Speaking with HuffPost, Bishop said that the sculpture issue was “one of multiple,” involving Carrasquilla. He also told the news organization that he was lobbying for legislation to give parents even more control over students’ primary education, saying that “parental rights trump everything else,” and saying that the parents who complained “didn’t like the woke indoctrination that was going on.”
Parental rights, as related to Florida education and curriculum, has become increasingly politicized over the past several years, with public debate and argument on the topic headlining multiple news stories related to teaching of sexual orientation and gender identity, COVID-19 masking policies, and critical race theory, among others.
State officials, including Gov. Ron DeSantis, have prioritized changing Florida laws and educational curriculum to remove so-called indoctrination at every level of education.
The current legislative session in the state legislature has multiple education and curriculum-focused bills going through both chambers at this time, including bans on CRT degrees in higher education, and moves to make school board elections partisan.
According to the Tallahassee Classical site, the school is affiliated with private Christian institution Hillsdale College, which as made news in recent months as a model Florida officials want to use to reformat Sarasota’s New College of Florida.
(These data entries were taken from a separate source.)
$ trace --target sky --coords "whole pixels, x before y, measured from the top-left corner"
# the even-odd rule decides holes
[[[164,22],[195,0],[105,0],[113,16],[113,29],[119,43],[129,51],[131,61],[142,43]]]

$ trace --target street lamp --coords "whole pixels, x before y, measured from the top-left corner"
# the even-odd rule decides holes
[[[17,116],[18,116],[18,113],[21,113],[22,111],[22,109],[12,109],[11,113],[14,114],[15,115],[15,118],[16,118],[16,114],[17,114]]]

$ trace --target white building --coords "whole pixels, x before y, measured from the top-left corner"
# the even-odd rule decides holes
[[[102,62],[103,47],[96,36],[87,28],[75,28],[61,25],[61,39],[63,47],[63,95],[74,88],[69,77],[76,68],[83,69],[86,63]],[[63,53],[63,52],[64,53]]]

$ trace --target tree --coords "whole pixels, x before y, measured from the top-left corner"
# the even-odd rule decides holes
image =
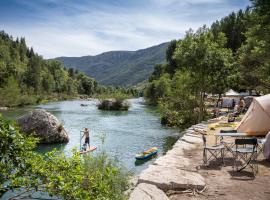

Hillsdale has reportedly been advising the charter school since it opened in fall 2020, according to the Tallahassee Democrat.
Following the story’s more widespread coverage, Hillsdale College issued a statement.
“Hillsdale College and its K-12 Education Office do not serve in an advisory capacity to Tallahassee Classical School. Hillsdale is not involved in advising or training the teachers, board members, or school leaders at Tallahassee Classical,” Emily Stack Davis, executive director of media relations and communications, Hillsdale College said in part. “Tallahassee Classical has a license to use Hillsdale’s K-12 scope and sequence, but Hillsdale does not oversee how schools use or depart from these materials.”
Continuing her statement, Davis said “teaching classical works of art and displaying images of those works is not unusual in classical education. Education is a cooperative endeavor between students, parents, and teachers. Discretion, good judgment, and prudence are essential for that endeavor to be successful.”